アベノミクス5年、円安で株価上昇も給与や政府債務に課題

この記事は、ブルームバーグ ニュースのジェームズ・メーガとイザベル・レイノルズが執筆し、ブルームバーグ端末に最初に掲載されました。

第2次安倍晋三政権の5年間、政府と日本銀行は日本経済を長年、苦しめてきたデフレと戦ってきた。大胆な金融緩和は円安をもたらし、輸出業者が好調な世界経済の流れに乗ったことで、企業収益は拡大し株価は上昇した。

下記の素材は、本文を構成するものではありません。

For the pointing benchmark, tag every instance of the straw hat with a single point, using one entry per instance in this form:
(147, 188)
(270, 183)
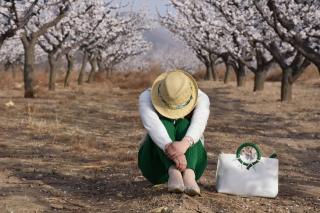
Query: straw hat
(174, 94)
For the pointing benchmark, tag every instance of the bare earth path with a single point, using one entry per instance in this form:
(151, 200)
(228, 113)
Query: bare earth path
(76, 151)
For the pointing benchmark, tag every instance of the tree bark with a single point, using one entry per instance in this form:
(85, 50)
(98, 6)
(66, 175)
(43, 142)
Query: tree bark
(52, 72)
(28, 71)
(83, 67)
(213, 70)
(70, 61)
(13, 71)
(259, 79)
(227, 73)
(241, 75)
(286, 85)
(93, 63)
(208, 76)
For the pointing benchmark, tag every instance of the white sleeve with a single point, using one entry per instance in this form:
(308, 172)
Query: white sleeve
(200, 117)
(152, 122)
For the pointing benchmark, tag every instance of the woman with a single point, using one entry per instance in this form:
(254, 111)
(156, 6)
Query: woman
(175, 113)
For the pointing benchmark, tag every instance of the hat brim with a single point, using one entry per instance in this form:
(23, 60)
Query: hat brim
(163, 109)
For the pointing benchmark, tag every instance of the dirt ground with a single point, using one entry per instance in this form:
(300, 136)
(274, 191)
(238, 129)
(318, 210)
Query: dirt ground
(75, 150)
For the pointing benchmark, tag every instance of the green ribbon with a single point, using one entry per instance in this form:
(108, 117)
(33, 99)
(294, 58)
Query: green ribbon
(254, 146)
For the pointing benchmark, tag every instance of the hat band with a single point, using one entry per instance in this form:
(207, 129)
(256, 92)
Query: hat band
(174, 107)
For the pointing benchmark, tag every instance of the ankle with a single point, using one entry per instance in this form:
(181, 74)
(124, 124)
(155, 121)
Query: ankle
(189, 173)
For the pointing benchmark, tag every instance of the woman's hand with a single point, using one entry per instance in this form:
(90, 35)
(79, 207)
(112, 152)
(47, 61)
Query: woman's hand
(181, 163)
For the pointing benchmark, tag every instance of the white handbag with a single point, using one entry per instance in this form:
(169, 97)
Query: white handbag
(246, 173)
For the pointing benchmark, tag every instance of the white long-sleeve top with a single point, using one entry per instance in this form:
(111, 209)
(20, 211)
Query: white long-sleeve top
(156, 129)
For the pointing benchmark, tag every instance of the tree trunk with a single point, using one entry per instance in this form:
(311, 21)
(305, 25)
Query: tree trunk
(52, 72)
(227, 74)
(14, 73)
(213, 70)
(286, 85)
(83, 67)
(93, 63)
(208, 76)
(241, 75)
(100, 66)
(28, 71)
(70, 61)
(259, 79)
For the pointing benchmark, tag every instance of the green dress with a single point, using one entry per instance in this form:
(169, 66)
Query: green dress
(154, 163)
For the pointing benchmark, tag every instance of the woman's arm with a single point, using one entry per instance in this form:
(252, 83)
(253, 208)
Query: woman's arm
(152, 122)
(199, 118)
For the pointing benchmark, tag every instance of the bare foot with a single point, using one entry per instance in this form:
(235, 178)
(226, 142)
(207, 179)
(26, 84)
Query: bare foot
(175, 182)
(191, 186)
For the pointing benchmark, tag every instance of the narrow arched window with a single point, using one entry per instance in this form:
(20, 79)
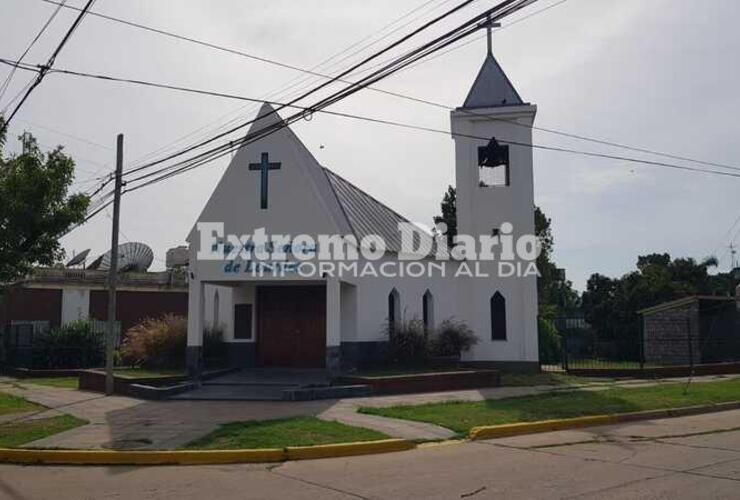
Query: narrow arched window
(216, 307)
(427, 310)
(394, 300)
(498, 317)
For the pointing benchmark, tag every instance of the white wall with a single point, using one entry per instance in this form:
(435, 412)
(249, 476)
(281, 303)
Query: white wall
(75, 304)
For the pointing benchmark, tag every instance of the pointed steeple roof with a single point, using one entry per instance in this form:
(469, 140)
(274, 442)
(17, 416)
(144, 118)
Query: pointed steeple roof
(492, 88)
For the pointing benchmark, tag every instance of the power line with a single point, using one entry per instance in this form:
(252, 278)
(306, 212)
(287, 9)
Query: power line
(50, 62)
(499, 11)
(399, 95)
(504, 8)
(299, 80)
(386, 122)
(6, 83)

ただアベノミクスには課題も残る。人口減少が進む中、消費は勢いを欠き、企業は給与を上げるのをためらっている。多額の政府債務も影を投げかける。

経済成長

経済成長は緩やかで、安倍首相が掲げた国内総生産(GDP) 600兆円には遠いが、2012年の政権発足時からは56兆円増えた。増加分は、ベルギーのGDPより多い。

G7では下位

しかし、他の国と比較すれば出遅れているのは明らかだ。日本のGDPは7四半期連続のプラス成長を続けているが、他のG7の国はもっと成長しており、世界経済の状況を考慮すれば日本の成長はそれほど大きくはない。構造改革は遅れており、成長の多くは外需に依存している。輸出が伸びたにも関わらず、消費が増えないという構図が繰り返されている。

債務

国際通貨基金(IMF)によると、安倍政権下の日本の債務はGDPの240%で推移している。増加していないことは評価されるべきだが、負担はまだ他国より重い。人口が減少する中、1人当たりの債務は増え続けることになる。

労働市場

5年間の成果の一つは働いている人の増加だ。就業者は272万人増加する一方、失業者は107万人減少した。増加の大部分は仕事に復帰した女性によるもので、保育園の充実も後押しした。

安倍首相が当初、目指していた20年までに管理職の30%を女性にするという目標は挫折した。女性の国会議員の割合も10.1%まで微減しており、安倍内閣の20人の閣僚中、女性は2人にとどまる。

賃金の難題

賃金は少しずつ上昇しているが、アベノミクスの足かせとなっている。他の国と同様、労働需給が逼迫(ひっぱく)しているにも関わらず、賃金上昇に結びついていない。

ブルームバーグのエコノミスト調査によれば、18年の現金給与総額(ボーナス、残業を含む)は前年比1%程度の上昇にとどまると予想されている。家計が消費を増やし、企業が自信をもって価格を上げるには不十分な水準だ。

今のところ、物価が持続的に下落するデフレ状態ではないが、日銀が目指す物価上昇2%目標には届いていない。

生産性と改革

ブルームバーグ・エコノミクスの増島雄樹エコノミストは、アベノミクスは労働生産性の向上に失敗していると指摘する。製造業は改善したものの、雇用の70%を占めるサービス分野では3年から16年までに10%超低下した。

生産性の停滞は世界的減少だが、アベノミクスの第三の矢の構造改革では、生産性改革を課題に挙げていた。増島氏のスコアカードでは、コーポレートガバナンス(企業統治)やインバウンド(訪日外国人客)を成果に挙げ、農業やイノベーション(革新)は出遅れたままだ。

貿易

トランプ大統領が決めた米の環太平洋連携協定(TPP)離脱は日本には痛手だったが、安倍首相は残りの11カ国での協定を目指している。安倍首相は豪と経済連携協定(EPA)を締結しており、世界経済の3割を占める欧州連合(EU)との交渉も今月、妥結した。日本経済の活性化につながる大量の移民には扉を閉ざしたままだが、安倍政権下では外国人労働者は100万超まで急増した。

安倍首相が9月の自民党総裁選で3選を果たせば、歴代最長となる21年まで首相を務めることになる。ブルームバーグ・エコノミクスの増島氏は「日本経済を再生するまたとない機会だ」と英語で述べた。「最終的に、安倍首相は経済の成長性を高めたかどうかで評価されることになるだろう。経済が成長すれば、債務と高齢化への対処に大いに役立つことになる」としている。